Dian Febriansyah: Pertemuan Terakhir dengan Sahabat

Secara terpisah, Dian Febriansyah, 32 tahun, anak sulung Yuniar, menceritakan pengalamannya. Saat tsunami, Dian masih berusia sebelas tahun. Pagi Minggu sebelum tsunami, ia bersama seorang teman hendak pergi bermain bola ke Blang Padang. Keduanya menggunakan sepeda masing-masing. Namun, belum lagi setengah perjalanan, di simpang Pocut Baren (depan SD 20 Banda Aceh), terjadi gempa. Karena takut, Dian memutuskan kembali ke rumah, sementara temannya tetap melanjutkan perjalanan.

“Setelah hari itu kami tidak pernah bertemu lagi. Kalimat terakhir yang saya ingat dia bilang, ayok lek (panggilan akrab Dian) pergi terus, kita tanding hari ini. Aku tunggu di sana ya,” ucap Dian menirukan temannya. Pertemuan itu adalah pertemuan terakhir bagi Dian dengan teman akrabnya. Sejak saat itu, Dian tak pernah dapat kabar lagi tentang keberadaan temannya dan keluarga. Dian menduga temannya itu dibawa gelombang tsunami.

Cerita Zaharuddin: Kehilangan Kakak Tanpa Jejak

Pada hari yang sama, Zaharuddin, 60 tahun, warga Gampong Prada, Kecamatan Syiah Kuala, Banda Aceh, ditemui saat sedang berziarah di kuburan massal Ulee Lheue. Gampong Prada merupakan salah satu desa di Banda Aceh yang tidak parah saat tsunami, sehingga ia dan keluarga selamat.

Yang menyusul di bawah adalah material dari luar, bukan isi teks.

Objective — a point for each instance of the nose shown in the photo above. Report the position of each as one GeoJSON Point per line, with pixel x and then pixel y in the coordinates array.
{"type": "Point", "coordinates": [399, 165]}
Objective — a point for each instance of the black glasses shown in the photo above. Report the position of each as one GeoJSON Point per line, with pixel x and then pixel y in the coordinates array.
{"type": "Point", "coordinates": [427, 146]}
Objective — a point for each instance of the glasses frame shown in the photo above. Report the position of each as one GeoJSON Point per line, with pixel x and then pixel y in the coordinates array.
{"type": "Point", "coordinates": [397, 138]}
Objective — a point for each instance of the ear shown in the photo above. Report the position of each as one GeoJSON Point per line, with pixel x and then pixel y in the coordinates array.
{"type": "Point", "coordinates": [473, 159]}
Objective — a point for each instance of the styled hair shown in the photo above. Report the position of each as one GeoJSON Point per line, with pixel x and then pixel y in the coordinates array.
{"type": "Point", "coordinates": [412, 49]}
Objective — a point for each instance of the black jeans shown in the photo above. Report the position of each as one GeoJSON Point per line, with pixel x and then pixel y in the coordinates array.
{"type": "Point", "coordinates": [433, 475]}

Namun, kata Zahar, Tsunami Aceh 2004 menyisakan kabar kehilangan paling pahit baginya. Sekeluarga kakak kandungnya hanyut dibawa tsunami. Padahal, sehari sebelum tsunami, Zahar sempat singgah ke rumah kakaknya di Lampaseh Kota. Tidak ada yang janggal dari pertemuan itu, mereka bercerita layaknya biasa. Ia tidak menyangka pertemuan itu menjadi pertemuan terakhir dengan kakaknya.

“Sabtu saya sempat ke rumah ngomong-ngomong cerita sama dia. Besoknya sudah tidak bertemu lagi. Itulah momen terakhir yang saya ingat,” ucap Zahar.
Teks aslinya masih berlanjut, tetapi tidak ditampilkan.